The world is running out of whiskey… specifically, of old, single malt scotch whiskey, to be exact.
CNN reported yesterday that The World Is Running Low On Old Single Malt Scotch.
The problem is: it takes a while to make more scotch, so distillers have to anticipate years in advance what demand will be like. And it seems as if their predictions fell short.
The problem is actually a good one: whiskey demand has climbed dramatically, driven by a number of factors.
For alcohol sin stock distillers like Diageo (DEO), it means they need to make more old single malt scotch as quickly as possible to keep up with demand.
For consumers it means demand is outpacing supply.
But what does it mean for investors?
There are a few ways this could go.
THINK ABOUT THE NEXT FEW YEARS
1. Distillers could do nothing and allow the existing stock to simply rise in price according to market demand.
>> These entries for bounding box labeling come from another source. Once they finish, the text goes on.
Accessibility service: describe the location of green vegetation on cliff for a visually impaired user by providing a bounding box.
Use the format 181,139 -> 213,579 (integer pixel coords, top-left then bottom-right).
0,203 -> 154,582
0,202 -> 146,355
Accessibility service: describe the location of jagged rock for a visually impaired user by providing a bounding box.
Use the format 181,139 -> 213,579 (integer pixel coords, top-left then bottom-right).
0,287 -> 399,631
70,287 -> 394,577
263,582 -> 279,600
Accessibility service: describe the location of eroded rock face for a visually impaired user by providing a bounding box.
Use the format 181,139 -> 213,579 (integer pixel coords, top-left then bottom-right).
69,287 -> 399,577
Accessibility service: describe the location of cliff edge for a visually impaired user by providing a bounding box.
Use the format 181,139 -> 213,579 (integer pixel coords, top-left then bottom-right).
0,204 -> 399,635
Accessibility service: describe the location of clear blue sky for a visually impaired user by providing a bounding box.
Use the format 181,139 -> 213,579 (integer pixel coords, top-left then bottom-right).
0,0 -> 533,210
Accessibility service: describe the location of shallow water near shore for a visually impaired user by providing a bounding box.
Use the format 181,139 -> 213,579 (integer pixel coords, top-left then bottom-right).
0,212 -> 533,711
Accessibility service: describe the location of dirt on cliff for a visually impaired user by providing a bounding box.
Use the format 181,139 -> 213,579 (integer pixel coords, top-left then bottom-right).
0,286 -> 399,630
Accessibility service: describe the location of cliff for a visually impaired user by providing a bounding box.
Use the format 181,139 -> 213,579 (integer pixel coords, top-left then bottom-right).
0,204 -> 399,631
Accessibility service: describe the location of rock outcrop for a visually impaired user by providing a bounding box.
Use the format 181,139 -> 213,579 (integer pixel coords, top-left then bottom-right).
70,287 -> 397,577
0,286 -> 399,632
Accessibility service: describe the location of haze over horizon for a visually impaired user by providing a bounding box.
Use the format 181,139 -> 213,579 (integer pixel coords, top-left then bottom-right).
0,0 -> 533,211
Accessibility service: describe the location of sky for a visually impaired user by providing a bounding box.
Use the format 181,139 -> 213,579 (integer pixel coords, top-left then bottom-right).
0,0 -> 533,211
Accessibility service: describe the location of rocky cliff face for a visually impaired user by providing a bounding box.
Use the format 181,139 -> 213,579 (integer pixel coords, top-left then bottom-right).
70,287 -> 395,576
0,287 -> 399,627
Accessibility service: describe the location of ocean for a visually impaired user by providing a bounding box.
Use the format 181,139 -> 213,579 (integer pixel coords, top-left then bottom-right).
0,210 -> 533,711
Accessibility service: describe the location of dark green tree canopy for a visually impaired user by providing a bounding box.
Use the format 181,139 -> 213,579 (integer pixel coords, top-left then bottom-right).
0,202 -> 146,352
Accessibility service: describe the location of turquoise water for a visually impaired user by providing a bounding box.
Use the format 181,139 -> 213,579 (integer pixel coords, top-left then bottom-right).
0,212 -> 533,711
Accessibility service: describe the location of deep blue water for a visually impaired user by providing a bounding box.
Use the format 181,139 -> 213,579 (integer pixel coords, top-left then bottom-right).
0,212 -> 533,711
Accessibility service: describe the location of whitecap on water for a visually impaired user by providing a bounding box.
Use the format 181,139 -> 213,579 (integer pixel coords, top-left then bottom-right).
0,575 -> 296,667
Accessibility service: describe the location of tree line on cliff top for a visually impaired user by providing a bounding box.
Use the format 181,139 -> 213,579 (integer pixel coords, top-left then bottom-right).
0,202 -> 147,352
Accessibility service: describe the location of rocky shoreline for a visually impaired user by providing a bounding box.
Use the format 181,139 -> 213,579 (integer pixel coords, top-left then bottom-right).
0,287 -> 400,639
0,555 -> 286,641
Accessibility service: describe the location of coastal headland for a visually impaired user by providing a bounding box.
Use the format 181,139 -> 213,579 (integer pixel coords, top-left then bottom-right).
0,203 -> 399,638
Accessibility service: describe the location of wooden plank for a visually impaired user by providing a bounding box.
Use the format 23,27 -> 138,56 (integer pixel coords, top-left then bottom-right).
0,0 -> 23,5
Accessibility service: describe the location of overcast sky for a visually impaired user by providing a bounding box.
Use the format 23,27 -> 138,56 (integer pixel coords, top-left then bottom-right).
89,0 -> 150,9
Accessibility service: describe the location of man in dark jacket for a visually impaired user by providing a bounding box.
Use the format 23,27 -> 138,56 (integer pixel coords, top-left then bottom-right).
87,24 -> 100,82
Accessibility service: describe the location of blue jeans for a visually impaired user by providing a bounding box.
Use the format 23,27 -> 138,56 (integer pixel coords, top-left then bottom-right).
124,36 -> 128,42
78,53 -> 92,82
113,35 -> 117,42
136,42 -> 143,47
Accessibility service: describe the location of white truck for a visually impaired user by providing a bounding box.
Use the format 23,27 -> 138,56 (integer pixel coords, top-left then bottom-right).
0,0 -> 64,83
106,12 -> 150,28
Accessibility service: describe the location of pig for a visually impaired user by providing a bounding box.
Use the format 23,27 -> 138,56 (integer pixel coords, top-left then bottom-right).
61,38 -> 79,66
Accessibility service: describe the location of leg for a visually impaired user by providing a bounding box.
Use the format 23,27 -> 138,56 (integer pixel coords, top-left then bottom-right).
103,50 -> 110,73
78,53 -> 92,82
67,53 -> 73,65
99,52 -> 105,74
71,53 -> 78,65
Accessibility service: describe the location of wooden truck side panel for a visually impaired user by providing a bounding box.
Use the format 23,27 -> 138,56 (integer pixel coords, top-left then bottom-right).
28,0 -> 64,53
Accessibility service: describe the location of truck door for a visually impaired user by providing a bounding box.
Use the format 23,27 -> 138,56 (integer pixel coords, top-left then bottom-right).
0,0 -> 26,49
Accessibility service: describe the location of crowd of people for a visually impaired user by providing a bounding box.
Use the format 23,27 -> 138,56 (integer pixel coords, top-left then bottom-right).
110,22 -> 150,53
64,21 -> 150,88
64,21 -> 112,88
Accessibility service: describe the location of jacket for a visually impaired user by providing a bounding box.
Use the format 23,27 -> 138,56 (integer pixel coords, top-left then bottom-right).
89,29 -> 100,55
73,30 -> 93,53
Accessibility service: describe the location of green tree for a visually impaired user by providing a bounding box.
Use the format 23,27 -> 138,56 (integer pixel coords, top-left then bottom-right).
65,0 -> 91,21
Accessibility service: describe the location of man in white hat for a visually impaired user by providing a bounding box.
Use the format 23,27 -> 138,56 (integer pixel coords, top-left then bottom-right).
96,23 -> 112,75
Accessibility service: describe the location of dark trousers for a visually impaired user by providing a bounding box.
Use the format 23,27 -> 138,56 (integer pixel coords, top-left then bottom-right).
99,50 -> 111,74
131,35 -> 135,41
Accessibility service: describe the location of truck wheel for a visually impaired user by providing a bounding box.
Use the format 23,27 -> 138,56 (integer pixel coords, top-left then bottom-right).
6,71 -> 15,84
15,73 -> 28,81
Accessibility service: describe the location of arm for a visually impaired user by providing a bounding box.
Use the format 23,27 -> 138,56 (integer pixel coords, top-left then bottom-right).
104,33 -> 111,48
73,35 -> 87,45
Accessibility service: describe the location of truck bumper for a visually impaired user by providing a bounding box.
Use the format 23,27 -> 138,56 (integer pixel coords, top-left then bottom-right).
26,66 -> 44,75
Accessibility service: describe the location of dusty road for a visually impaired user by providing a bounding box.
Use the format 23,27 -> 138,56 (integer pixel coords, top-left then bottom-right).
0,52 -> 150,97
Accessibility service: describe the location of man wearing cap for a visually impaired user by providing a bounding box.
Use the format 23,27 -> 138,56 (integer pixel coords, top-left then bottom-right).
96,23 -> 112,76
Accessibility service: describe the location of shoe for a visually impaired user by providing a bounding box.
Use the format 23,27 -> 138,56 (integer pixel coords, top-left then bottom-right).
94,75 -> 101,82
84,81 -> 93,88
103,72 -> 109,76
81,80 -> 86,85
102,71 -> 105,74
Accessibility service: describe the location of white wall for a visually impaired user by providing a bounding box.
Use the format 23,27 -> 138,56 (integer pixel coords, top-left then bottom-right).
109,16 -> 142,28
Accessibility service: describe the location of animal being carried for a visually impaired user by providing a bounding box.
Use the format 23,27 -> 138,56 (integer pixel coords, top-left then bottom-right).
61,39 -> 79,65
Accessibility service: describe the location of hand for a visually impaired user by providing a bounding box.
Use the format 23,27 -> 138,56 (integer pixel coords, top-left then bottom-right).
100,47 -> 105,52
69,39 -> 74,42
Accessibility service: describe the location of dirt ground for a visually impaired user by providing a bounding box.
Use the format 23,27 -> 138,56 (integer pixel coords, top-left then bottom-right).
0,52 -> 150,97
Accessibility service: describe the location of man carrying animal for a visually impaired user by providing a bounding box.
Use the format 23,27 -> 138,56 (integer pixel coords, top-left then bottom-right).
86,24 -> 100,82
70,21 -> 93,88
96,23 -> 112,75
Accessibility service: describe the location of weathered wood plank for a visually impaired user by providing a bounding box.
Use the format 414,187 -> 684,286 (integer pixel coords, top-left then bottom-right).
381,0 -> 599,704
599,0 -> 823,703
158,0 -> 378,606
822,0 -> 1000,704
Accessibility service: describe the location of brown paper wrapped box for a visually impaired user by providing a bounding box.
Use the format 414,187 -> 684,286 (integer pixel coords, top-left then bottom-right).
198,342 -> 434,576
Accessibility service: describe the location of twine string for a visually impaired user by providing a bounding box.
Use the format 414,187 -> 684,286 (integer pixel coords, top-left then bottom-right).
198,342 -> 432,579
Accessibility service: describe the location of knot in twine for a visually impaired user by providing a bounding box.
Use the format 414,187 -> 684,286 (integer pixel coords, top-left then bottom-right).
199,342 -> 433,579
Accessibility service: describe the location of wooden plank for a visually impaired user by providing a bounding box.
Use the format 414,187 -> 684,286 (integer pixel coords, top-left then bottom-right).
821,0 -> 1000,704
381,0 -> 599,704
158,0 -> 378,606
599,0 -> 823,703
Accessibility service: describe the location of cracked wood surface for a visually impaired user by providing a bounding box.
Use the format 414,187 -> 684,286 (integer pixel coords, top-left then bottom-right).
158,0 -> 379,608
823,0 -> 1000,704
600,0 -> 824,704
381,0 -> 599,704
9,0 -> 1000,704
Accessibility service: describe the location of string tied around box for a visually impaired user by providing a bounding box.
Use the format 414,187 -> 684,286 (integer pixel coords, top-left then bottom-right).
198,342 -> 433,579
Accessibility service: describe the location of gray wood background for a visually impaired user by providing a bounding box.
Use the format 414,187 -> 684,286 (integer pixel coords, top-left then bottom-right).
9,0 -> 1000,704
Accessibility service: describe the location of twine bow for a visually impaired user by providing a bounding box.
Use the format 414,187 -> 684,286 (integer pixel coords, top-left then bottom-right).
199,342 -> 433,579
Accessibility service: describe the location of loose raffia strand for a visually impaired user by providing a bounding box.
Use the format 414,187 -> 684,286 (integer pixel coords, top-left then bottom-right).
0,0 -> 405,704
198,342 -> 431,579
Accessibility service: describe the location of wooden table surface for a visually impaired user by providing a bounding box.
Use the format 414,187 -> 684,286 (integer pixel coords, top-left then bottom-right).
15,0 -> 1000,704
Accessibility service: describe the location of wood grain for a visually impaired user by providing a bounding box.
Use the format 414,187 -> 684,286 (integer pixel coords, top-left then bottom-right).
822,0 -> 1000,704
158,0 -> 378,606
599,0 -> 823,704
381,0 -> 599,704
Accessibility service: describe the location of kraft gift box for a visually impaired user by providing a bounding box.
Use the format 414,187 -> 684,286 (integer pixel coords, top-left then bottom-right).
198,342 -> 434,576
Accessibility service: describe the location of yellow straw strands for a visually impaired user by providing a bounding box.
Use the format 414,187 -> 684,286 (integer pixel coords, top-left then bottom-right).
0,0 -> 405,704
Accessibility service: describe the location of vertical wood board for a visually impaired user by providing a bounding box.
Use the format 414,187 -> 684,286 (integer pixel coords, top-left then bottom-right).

This should have a positive short-term effect on stock prices, since the possibility of diminishing supply will prompt people to buy.
2. Distillers could try what Maker’s Mark threatened to do a couple years ago and dilute their whiskey. That didn’t go over so well among the whiskey-drinking public but the threat boosted sales.
2. Distillers could offer other luxury products that don’t take as long to make. If they’re successful, this might help to retain marketshare instead of losing drinkers to competitors with a deeper supply.
In the next few years, these changes seem like they may have an upward impact on share prices. However…
Longer term, I think we’ll a swing in the other direction because industries ALWAYS over-compensate. So there will be too much single malt scotch made and the over-supply in about 2 decades will push the price down… and depress stock prices.
HOW TO INVEST
It depends on a few factors like how long the popularity of single malt scotch will last, and how distillers react to the under-supply. But the most important factor is what YOUR timeline is. If you want to invest today, the supply/demand fundamental of your favorite publicly-traded single malt scotch distiller suggests that stock prices could increase because of this. But in the long term, their inevitable over-correction to this supply/demand differential is going to force prices down.